Behind the smiles and beneath the spangles lie the tears and the fears, the dreams and the disappointments and intimidating Dance Teacher Pat (Mitchell Butel) driving his young teenage dancers on, In a dance studio in middle America, aspiring 13 year old dancers strive to win competitions that will eventually lead them to the ultimate prize trophy. Six adolescent girls and a solitary teenage boy prepare Dance Teacher Pat’s Gandhi inspired number in Jonathan Oxlade’s dance studio set of mirrors, barres and a locker where dreams are revealed, fears are exposed, and friendships are tested. It is a harsh and bitter world of struggles and rivalries, of failures and successes. It is the studio of life where young girls are tested on the threshold of their adult lives.

 Their present as Ashlee (Amber McMahon) so graphically  describes in a  monologue that unleashes the demon  within is their future in the moment, the person they are bound to carry into their future lives. For Ashlee it is fearless defiance. For Teacher's Favourite(Amina (Yvette Lee) it is the confidence to grasp the opportunity in the instant of Zuzu’s (Chika Ikogwa)collapse of confidence. Maeve (Rebecca Massey) grapples with her dark secret that will inform her future, Only Connie (Emma Harvie) assumes the role of arbitrator. Luke (Tim Overton) assumes the part of token male in a studio of girls, but in a conversation with Zuzu he is obviously curious to find the answers to his bewildering questions about love and sex.

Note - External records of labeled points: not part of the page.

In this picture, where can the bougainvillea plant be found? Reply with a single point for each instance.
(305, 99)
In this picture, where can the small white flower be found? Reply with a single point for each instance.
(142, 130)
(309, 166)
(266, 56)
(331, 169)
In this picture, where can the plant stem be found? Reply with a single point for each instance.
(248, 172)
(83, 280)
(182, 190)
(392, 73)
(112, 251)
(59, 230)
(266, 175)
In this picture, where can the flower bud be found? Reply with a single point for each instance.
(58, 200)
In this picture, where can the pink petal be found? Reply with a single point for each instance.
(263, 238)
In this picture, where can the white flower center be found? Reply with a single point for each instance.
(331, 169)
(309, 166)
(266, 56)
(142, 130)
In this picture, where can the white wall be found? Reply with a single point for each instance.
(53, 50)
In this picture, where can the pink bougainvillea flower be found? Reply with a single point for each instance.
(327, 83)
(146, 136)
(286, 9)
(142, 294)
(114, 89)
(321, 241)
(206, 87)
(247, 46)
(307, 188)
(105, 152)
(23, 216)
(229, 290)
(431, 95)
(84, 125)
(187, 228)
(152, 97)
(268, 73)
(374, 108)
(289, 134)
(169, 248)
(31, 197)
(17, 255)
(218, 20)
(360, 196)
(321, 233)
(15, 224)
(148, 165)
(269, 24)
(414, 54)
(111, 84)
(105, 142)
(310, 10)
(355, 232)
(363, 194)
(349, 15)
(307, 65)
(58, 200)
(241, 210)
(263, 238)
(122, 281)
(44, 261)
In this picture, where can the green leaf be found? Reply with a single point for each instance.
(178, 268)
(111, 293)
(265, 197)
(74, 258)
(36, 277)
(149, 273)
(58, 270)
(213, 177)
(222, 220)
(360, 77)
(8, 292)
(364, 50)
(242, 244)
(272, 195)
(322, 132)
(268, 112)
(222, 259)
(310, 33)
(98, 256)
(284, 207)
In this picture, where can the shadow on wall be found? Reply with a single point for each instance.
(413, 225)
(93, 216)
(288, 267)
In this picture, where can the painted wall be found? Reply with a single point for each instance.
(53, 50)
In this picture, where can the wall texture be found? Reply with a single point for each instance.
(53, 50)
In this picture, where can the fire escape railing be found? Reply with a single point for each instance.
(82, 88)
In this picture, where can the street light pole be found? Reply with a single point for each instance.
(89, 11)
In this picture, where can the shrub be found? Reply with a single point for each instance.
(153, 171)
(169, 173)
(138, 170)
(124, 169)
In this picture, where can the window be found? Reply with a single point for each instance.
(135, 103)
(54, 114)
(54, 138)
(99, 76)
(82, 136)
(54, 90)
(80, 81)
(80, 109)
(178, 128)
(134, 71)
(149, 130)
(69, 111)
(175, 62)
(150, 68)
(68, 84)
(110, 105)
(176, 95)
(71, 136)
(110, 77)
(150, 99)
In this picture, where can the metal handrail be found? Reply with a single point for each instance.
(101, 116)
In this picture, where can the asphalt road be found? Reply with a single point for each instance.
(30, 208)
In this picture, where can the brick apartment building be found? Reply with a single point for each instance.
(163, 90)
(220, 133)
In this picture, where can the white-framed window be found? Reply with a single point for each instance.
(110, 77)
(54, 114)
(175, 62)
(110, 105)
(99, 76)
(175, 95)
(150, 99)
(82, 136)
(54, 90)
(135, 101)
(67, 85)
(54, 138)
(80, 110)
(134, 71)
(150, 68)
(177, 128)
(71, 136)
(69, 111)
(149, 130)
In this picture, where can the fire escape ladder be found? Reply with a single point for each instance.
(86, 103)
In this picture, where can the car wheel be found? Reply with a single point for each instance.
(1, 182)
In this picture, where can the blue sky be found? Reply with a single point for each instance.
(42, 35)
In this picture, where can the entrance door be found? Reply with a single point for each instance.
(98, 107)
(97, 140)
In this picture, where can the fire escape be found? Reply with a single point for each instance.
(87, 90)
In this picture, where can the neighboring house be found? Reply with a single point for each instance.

Rebecca Massey as Maeve and
Mitchell Butel as Dance Teacher Pat
Photo by Daniel Boud
Barron’s characters are real and personal. Their lives are complex and the adults Dance Teacher Pat,”I want to get it right” and Zuzu’s  ambitious stage mother Vanessa (Elena Carpetis) complicate rather than appease their young charges’ fears at the bewildering verge of adolescence and puberty. Savage’s direction is tight, She navigates the balance between showbiz artifice and teenage angst. Barron has purposefully cast older women in the roles of the young girls in the belief that the personalities forged at the cusp of adolescence will continue to be revealed in adulthood.  Savage has cast her actors well according to Barron’s insistence on older women in the roles, rather than actors in their twenties to play 13 year olds. l, and the actors handle Larissa McGowan’s choreographed routines well.
A long locker room scene between Connie, Sofia (Tara Morice), Ashlee and Maeve lapses in believability as actors appear to drop character to present the older woman’s perspective. Perhaps this is intentional and perhaps I am being ageist or perhaps the scene is just too long but for a while I ceased o believe the 13 year old and be puzzled by the emergence of real life actor.
Dance Nation, though well produced, convincingly performed and obviously entertaining, echoes in part the legacy of Fame or  Chorus Line though without the musical numbers, or many other works that depict real life behind the top hat and tails or glittering gold lame. Barron focuses on the plight of the dance studio hopefuls, in a play that is arresting and relevant.  Whether this American Pulitzer Prize finalist warrants a place in a ground-breaking Adelaide Festival programme – of that I­’m not so sure.